Cross-validation — to estimate generalization performance
Regularization — to deliberately increase bias in exchange for lower variance
Train/validation/test splits — to detect overfitting before deployment

5.4 It Connects All Algorithms¶

Whether you are working with linear regression, neural networks, SVMs, or decision trees, the bias-variance tradeoff is always at play. Understanding it allows you to:

Transfer intuition across algorithms
Diagnose problems faster
Make better hyperparameter choices
Build more robust models

5.5 It’s the Foundation of Model Selection¶

Model selection — choosing between competing algorithms and configurations — is fundamentally about navigating the bias-variance tradeoff. Techniques like:

Grid search / Random search for hyperparameters
Learning curves (plotting error vs. training size)
Validation curves (plotting error vs. model complexity)
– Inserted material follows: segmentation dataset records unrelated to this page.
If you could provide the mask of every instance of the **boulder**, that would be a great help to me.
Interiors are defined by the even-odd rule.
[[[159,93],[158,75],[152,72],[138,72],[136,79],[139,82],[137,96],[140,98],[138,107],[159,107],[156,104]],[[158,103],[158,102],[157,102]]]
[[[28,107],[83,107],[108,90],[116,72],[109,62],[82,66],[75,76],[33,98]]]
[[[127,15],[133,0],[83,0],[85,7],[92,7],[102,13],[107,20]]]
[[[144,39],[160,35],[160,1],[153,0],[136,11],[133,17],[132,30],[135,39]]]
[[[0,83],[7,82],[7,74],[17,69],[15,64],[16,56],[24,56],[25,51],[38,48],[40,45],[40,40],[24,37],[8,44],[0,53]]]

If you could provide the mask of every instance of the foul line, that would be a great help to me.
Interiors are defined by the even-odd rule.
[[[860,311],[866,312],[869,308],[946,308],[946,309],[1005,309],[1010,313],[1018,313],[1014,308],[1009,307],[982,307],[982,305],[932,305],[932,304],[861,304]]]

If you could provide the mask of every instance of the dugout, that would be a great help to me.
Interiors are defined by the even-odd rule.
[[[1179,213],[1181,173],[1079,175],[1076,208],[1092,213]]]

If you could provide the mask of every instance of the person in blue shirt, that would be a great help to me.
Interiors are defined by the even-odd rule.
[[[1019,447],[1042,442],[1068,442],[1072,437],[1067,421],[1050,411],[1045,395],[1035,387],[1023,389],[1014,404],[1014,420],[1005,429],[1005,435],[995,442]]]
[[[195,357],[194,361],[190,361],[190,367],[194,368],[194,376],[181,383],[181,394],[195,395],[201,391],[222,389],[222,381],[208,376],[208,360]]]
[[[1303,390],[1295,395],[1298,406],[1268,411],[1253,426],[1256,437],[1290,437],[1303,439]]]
...are all tools for finding the optimal point on the bias-variance spectrum.

6. Key Takeaways¶

KNN is an intuitive, non-parametric algorithm that makes predictions based on the k nearest neighbors in the training data.
The k hyperparameter directly controls overfitting vs. underfitting:
- Small k → complex model → overfitting (high variance, low bias)
- Large k → simple model → underfitting (high bias, low variance)
The Bias-Variance Tradeoff decomposes prediction error into bias², variance, and irreducible noise. The goal is to minimize total error, not just one component.
The Bias-Variance Tradeoff is core to ML because:
- It explains why models fail
- It guides every modeling decision
- It defines the true goal (generalization, not memorization)
- It connects all ML algorithms under one unifying framework
- It is the foundation of model selection and evaluation
Mastering this tradeoff is what separates practitioners who blindly try algorithms from those who systematically build high-performing models.

7. Practice Questions¶

If your KNN model has 100% training accuracy but 60% test accuracy, is it overfitting or underfitting? What should you do with k?
If both training and test accuracy are around 55%, what is the likely problem? How would you adjust k?
Explain in your own words why collecting more training data helps with variance but not with bias.
A colleague says “I always use k=1 because it gives the best training accuracy.” What would you tell them?
How does the bias-variance tradeoff apply to choosing the depth of a decision tree?